Wetterich's Equation and its Boundary Conditions for Radon Measures on Locally Convex Spaces

TL;DR

This paper explores Wetterich's equation for Radon measures on locally convex spaces, linking it to effective actions and convex conjugates, with implications for quantum field theory and measure analysis.

Contribution

It extends Wetterich's equation to Radon measures on locally convex spaces and characterizes the effective average action's domain as a Lusin affine kernel.

Findings

Wetterich's equation applies to Radon measures under certain conditions.

The flow connects the cumulant-generating function's convex conjugate and the Onsager-Machlup function.
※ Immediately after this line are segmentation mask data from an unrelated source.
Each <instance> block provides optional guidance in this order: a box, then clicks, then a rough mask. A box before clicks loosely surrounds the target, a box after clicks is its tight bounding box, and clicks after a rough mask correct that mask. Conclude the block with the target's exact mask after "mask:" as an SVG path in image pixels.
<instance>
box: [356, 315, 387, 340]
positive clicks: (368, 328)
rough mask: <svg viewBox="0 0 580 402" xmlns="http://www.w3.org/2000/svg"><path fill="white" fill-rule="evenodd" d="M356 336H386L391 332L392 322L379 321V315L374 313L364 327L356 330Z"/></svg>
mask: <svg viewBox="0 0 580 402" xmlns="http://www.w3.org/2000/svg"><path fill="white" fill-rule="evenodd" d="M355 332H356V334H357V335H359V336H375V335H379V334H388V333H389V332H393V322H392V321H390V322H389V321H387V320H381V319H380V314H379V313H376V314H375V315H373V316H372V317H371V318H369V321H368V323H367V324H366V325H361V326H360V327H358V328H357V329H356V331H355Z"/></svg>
The metric is induced by measurable bilinear functionals.

Abstract

Wetterich's equation and corresponding flows of effective average actions are used frequently in theoretical physics to study the properties of quantum field theories. Under appropriate conditions, Wetterich's equation also holds for Radon measures on locally convex spaces and the domain of the effective average action is the Lusin affine kernel of the measure. The resulting flow interpolates between the convex conjugate of the cumulant-generating function of the measure in question and its (generalised) Onsager-Machlup function. The underlying metric of the latter is induced by a family of measurable bilinear functionals that can be understood as bilinear versions of Lusin measurable linear functionals.